To investigate the phototoxicity of UVB on fibroblasts, cell viability was detected using the CCK-8 method, on cells irradiated with various doses of UVB for 24 h. The results demonstrated UVB suppressed melanocyte viability, an inhibitory effect enhanced by increasing doses of UVB. The inhibitory rate of 60 mJ/cm² UVB was ~25% (P<0.001; Fig. 1A) and results further demonstrated that 60 mJ/cm² UVB increased MALAT1 expression (P<0.01; Fig. 1B).

To investigate the effects of MALAT1 on photo-aging, MALAT1 expression in fibroblasts was silenced and effects on MMP-1 secretion observed. The results demonstrated that MALAT1 siRNA suppressed MALAT1 expression (P<0.01 and P<0.0001; Fig. 2A) and inhibited 60 mJ/cm² UVB-induced MMP-1 secretion (P<0.01 and P<0.001; Fig. 2B).

The ratio of senescent cells was markedly greater following UVB irradiation (74.4%) compared with cells that had not been exposed to irradiation (15.7%). In addition, the ratio of senescent cells was significantly lower following intervention with MALAT1 siRNA (52.1%) compared with the UVB irradiation group (P<0.01 and P<0.0001; Fig. 3).

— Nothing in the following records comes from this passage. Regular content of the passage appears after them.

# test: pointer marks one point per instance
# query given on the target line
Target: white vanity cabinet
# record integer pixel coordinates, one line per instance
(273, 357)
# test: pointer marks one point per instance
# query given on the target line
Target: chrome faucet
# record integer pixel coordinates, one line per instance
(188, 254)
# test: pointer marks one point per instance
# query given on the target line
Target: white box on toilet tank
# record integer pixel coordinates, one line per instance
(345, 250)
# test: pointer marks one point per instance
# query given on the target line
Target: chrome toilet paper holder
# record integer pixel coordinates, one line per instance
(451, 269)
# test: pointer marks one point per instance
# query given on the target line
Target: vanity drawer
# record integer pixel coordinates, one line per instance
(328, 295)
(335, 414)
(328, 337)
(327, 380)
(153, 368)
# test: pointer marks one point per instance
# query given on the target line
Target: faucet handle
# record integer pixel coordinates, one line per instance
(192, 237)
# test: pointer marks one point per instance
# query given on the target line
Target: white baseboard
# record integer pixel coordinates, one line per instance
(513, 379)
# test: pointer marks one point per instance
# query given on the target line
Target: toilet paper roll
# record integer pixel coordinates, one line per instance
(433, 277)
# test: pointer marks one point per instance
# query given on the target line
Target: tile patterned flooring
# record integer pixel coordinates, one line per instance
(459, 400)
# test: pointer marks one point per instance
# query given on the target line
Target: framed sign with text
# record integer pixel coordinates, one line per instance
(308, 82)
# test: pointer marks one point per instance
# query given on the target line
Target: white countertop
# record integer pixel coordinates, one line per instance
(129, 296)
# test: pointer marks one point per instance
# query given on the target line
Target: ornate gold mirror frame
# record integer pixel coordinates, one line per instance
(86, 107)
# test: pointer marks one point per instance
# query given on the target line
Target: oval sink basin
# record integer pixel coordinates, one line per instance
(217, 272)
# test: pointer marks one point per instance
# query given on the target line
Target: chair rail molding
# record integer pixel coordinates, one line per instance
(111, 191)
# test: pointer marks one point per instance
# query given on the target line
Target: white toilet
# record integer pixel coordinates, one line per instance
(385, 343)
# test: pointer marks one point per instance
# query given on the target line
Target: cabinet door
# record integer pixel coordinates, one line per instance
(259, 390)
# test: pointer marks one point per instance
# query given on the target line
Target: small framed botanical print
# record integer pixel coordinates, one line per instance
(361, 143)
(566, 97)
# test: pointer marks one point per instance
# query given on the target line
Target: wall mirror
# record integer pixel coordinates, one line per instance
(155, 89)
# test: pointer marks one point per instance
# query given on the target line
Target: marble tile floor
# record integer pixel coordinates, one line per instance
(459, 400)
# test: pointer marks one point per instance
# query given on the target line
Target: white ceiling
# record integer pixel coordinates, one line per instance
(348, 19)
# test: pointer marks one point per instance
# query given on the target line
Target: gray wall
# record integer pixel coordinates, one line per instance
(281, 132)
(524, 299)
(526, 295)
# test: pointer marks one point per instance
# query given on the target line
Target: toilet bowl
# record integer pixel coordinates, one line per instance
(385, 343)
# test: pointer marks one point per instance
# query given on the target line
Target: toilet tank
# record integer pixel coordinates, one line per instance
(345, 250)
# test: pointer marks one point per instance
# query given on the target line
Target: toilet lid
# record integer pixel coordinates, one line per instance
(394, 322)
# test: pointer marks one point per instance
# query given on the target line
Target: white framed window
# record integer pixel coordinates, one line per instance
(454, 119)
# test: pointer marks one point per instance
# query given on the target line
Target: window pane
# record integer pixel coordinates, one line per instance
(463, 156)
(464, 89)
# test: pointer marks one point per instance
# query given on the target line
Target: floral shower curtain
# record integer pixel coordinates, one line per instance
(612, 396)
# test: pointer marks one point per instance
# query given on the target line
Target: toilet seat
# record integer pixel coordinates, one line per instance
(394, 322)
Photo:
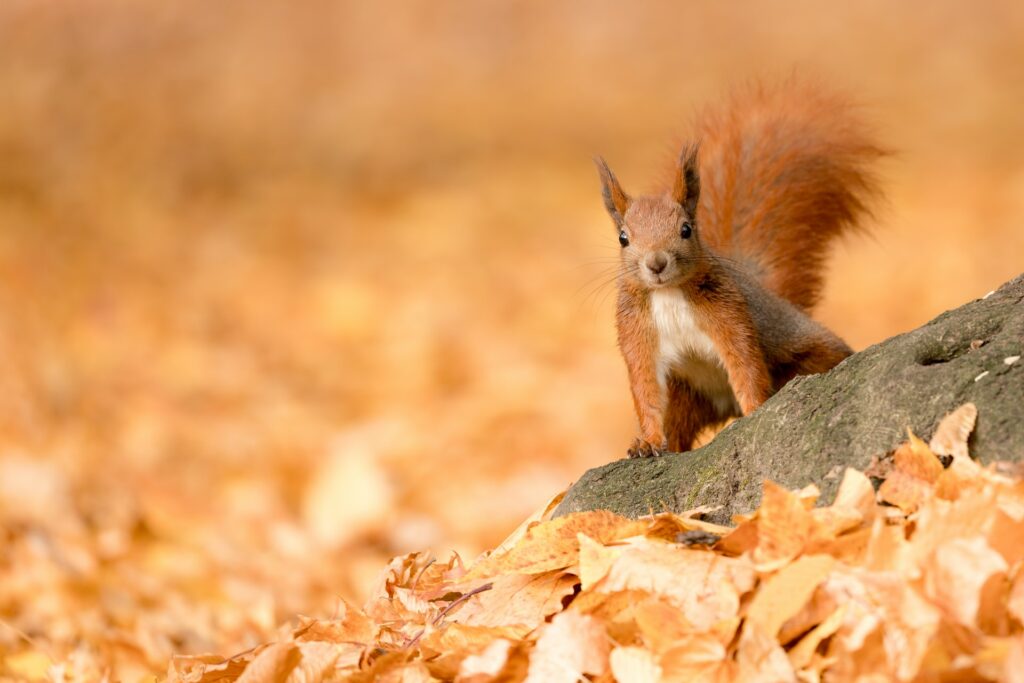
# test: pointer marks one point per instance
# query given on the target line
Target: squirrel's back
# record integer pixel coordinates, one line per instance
(783, 171)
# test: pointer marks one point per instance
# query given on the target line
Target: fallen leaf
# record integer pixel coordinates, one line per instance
(951, 435)
(571, 646)
(635, 665)
(785, 593)
(915, 469)
(553, 545)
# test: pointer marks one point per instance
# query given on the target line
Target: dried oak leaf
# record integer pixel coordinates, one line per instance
(785, 593)
(955, 574)
(700, 657)
(760, 657)
(953, 431)
(569, 647)
(915, 469)
(554, 545)
(486, 665)
(517, 599)
(350, 626)
(705, 586)
(273, 665)
(635, 665)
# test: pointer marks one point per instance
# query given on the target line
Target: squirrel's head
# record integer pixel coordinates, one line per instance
(658, 235)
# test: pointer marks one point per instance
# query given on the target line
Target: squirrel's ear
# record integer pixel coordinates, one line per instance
(686, 188)
(615, 201)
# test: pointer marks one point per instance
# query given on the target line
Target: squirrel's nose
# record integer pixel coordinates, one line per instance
(655, 262)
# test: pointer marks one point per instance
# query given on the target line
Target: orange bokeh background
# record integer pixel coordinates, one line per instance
(291, 288)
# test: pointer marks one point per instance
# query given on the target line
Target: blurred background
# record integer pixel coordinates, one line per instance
(287, 289)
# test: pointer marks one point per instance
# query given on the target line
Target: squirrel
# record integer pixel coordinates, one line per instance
(718, 274)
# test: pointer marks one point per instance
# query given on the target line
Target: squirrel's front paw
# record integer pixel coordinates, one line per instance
(644, 449)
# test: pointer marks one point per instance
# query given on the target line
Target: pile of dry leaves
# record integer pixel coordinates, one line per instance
(919, 581)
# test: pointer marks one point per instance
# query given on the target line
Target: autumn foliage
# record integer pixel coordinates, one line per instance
(923, 580)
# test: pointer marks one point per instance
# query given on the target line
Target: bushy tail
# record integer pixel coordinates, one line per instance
(783, 172)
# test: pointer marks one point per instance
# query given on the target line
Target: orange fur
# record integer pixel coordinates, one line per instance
(734, 253)
(784, 171)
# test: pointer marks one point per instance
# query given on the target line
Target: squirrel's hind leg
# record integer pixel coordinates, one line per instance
(688, 412)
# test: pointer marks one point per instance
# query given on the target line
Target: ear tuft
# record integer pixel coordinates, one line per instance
(686, 188)
(615, 200)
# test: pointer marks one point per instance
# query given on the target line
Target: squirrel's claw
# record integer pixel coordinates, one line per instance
(643, 449)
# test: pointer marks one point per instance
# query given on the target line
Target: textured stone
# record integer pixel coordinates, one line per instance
(818, 425)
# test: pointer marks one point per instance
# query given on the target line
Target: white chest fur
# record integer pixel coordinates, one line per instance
(686, 351)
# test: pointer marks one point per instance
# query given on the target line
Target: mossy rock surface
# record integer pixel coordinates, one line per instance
(816, 426)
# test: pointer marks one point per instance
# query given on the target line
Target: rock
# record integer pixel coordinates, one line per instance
(818, 425)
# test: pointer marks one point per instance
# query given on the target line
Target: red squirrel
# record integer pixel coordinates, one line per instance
(718, 273)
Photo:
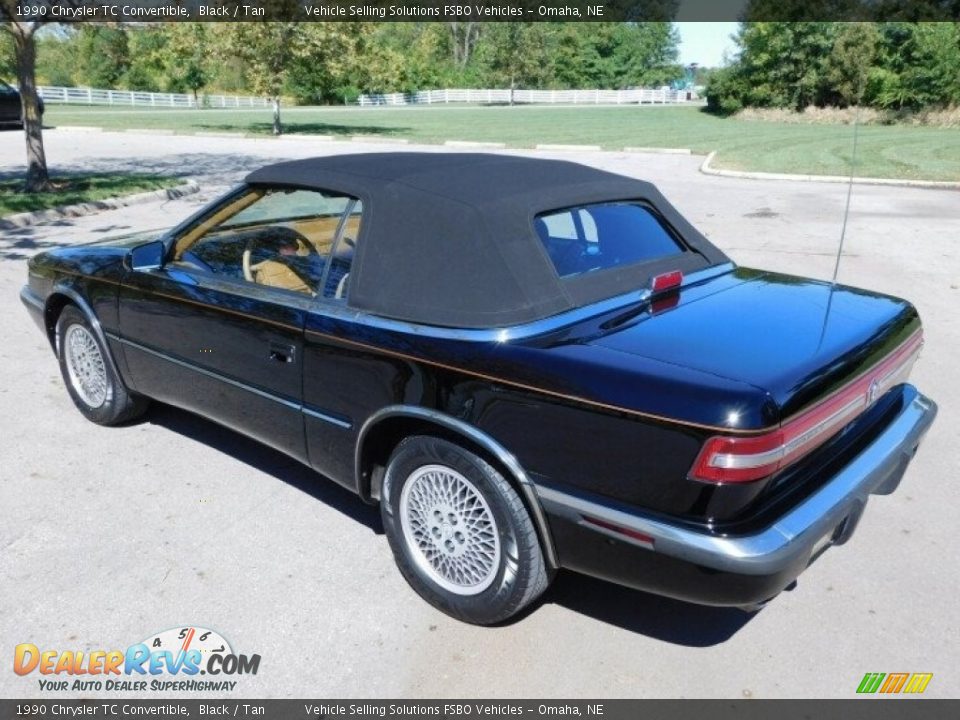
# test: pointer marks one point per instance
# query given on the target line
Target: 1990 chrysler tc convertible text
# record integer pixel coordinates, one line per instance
(528, 364)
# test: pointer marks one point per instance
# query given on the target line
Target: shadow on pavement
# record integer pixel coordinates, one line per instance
(660, 618)
(266, 460)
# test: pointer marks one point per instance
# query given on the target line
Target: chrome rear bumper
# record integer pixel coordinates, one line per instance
(826, 517)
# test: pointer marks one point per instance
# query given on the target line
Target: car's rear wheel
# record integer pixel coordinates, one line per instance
(459, 532)
(91, 381)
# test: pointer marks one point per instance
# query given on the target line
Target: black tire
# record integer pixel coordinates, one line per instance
(521, 574)
(119, 404)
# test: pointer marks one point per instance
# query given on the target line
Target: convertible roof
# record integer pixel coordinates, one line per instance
(448, 238)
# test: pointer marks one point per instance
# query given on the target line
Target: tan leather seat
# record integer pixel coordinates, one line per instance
(277, 274)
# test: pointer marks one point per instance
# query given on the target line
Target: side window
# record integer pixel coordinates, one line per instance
(599, 237)
(278, 237)
(337, 283)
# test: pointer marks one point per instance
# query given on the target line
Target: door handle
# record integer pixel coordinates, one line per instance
(279, 352)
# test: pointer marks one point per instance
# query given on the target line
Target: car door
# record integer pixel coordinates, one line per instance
(218, 329)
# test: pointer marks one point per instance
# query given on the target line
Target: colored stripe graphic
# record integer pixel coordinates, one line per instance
(895, 682)
(870, 682)
(918, 682)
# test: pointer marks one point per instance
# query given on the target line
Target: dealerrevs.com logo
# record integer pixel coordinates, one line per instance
(173, 660)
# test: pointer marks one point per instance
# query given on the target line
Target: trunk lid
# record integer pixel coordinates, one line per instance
(797, 339)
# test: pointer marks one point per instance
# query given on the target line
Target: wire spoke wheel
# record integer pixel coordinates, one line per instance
(449, 530)
(85, 366)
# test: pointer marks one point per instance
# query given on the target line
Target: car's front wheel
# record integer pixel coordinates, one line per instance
(459, 532)
(91, 381)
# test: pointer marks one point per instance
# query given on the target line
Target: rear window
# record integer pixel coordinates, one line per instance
(588, 238)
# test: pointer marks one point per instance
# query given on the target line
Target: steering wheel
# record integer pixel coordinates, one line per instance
(275, 240)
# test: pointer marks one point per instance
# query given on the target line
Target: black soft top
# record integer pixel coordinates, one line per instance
(448, 238)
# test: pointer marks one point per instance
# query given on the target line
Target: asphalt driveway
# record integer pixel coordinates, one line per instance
(110, 535)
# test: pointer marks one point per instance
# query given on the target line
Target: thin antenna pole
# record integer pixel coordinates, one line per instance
(846, 210)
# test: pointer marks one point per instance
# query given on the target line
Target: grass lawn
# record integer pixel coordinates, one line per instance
(892, 151)
(75, 189)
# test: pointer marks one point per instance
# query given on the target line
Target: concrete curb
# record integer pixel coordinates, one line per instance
(706, 169)
(149, 131)
(660, 151)
(378, 139)
(573, 148)
(40, 216)
(474, 144)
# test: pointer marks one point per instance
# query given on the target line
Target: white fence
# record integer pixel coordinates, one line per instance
(91, 96)
(547, 97)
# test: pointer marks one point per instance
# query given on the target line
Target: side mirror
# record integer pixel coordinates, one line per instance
(148, 256)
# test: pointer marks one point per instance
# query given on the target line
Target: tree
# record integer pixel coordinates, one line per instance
(25, 50)
(104, 55)
(269, 49)
(847, 66)
(463, 36)
(187, 51)
(517, 54)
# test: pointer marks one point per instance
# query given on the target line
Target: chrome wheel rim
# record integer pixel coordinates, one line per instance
(85, 366)
(449, 530)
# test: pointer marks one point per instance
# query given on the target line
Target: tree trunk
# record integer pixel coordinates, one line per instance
(37, 178)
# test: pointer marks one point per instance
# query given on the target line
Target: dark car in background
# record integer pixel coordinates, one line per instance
(11, 108)
(528, 364)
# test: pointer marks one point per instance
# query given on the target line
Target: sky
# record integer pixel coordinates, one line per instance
(704, 43)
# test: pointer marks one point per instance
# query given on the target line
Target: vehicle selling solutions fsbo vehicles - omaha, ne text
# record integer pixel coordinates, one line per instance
(528, 364)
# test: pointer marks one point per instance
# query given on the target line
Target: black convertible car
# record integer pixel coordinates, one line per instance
(528, 364)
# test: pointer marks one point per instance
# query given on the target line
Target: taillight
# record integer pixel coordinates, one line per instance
(666, 281)
(725, 459)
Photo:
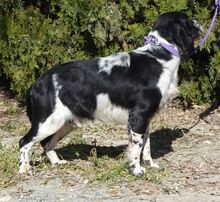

Activation of MAPK signaling is important in photo-aging. The present study investigated the effect of the silencing of MALAT1 on activation of MAPK signaling pathway elements, induced by UVB. The results demonstrated that 60 mJ/cm² UVB upregulated ERK, JNK and p38 phosphorylation levels, however MALAT1 siRNA inhibited UVB-induced ERK phosphorylation (P<0.01), with no significant influence on JNK and p38 phosphorylation levels (P>0.05; Fig. 4).

ROS alters the expression levels of numerous molecules. The present study examined whether ROS underlies UVB-induced MALAT1 alteration using NAC, which is a ROS scavenger. The effects on MALAT1 expression in NAC-pretreated cells were investigated. The results indicated an increase in ROS content following fibroblast irradiation with UVB, which was then inhibited by NAC. However, NAC did not have a significant effect on MALAT1 expression (P=0.2307). These findings indicated that UVB-induced MALAT1 expression is not dependent on ROS generation (P<0.01, P<0.001 and P<0.0001 respectively; Fig. 5).